Certainly, the rise of coding assistants, copilots, and coding agents has caught the attention of developers who are increasingly using these aides in their day-to-day activities. From code-completions, generating documentation to the emergence of more advanced capabilities across the software development lifecycle (SDLC), the flow of change in the SDLC continues unabated.

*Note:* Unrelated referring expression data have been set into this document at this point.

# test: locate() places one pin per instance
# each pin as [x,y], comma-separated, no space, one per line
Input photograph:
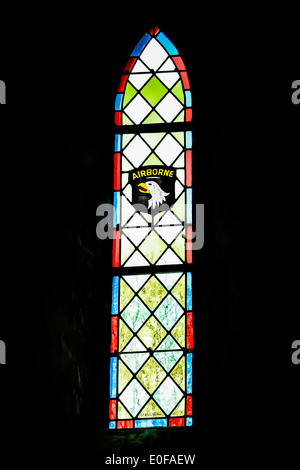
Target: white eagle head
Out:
[158,195]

The opportunity to apply AI for architecture in this brownfield of existing solutions is broad and multifaceted. The potential use cases for applying AI are wide-ranging, and AI can essentially be used at various stages to help architects bridge organizational business capabilities with technical implementations. Some examples include, among many others:

  • Using AI in support of Architecture assessments. Assessing various aspects of architectural decisions is a well-suited class of use for applying context engineering with advanced foundation models (e.g., Gemini, GPT, Claude, among others). More robust trade-off results (for example, scanning technology options to enable a capability gap within the architecture) will need to be grounded with key architecture principles and other architecturally significant requirements. Furthermore, using few-shot prompting techniques will help target the trade-off analysis by providing examples of what is considered good, neutral, or bad. These tactics can be applied to a range of proposing architectural trade-offs (for example: given a proposed solution implementation, is it better suited to monolithic vs microservices, event-based vs API-based, etc.)
  • Using AI for generating prescribed architecture. One realistic brownfield ( applications developed in a different era) application challenge within larger organizations is undocumented architectural drift over time, or the lack of documentation and architecture diagrams. These applications are mostly large-scale monolithic applications, and people with application knowledge have most often either transferred or left the company. Therefore, manually interacting with the application is a risky, time-consuming challenge. In this situation, AI can help evaluate the application and generate necessary documentation, such as operation manuals, architecture diagrams, data models, and dependencies.
  • AI Agents that propose updates to the Architecture and Design. In DevSecOps, AI agents are increasingly deployed to ingest a steady stream of runtime events. These agents may be monitoring security vulnerabilities in deployed solutions or runtime logs to reduce event noise and redundant ticket creation. By analyzing recurring vulnerabilities or runtime patterns, there is a point at which agents can make recommendations to improve the design.

Conclusion: Path forward

Artificial Intelligence won’t create organizational capability on its own. Humans need to ground it with organizational knowledge before AI can be harnessed to amplify what is already well established. The difference between success and stagnation won’t rest solely on model or tool selection and infrastructure. It will also be dependent on whether the organization has the architectural foundations in place to align with the fast flow of AI evolution. Clear domains, managed cognitive load, and aligned value streams allow AI to enhance delivery rather than add complexity. In this sense, architects and architecture become the enablers of AI, not bystanders.

As we’ve seen in one case study, AI’s promise emerges when architects shift from controlling outcomes to curating context, framing the semantics, boundaries, and guardrails that make AI and eventual AI-agent autonomy safe.

The real question isn’t how to adopt AI, but how to evolve our architectures to support a continuous flow of AI-augmented change.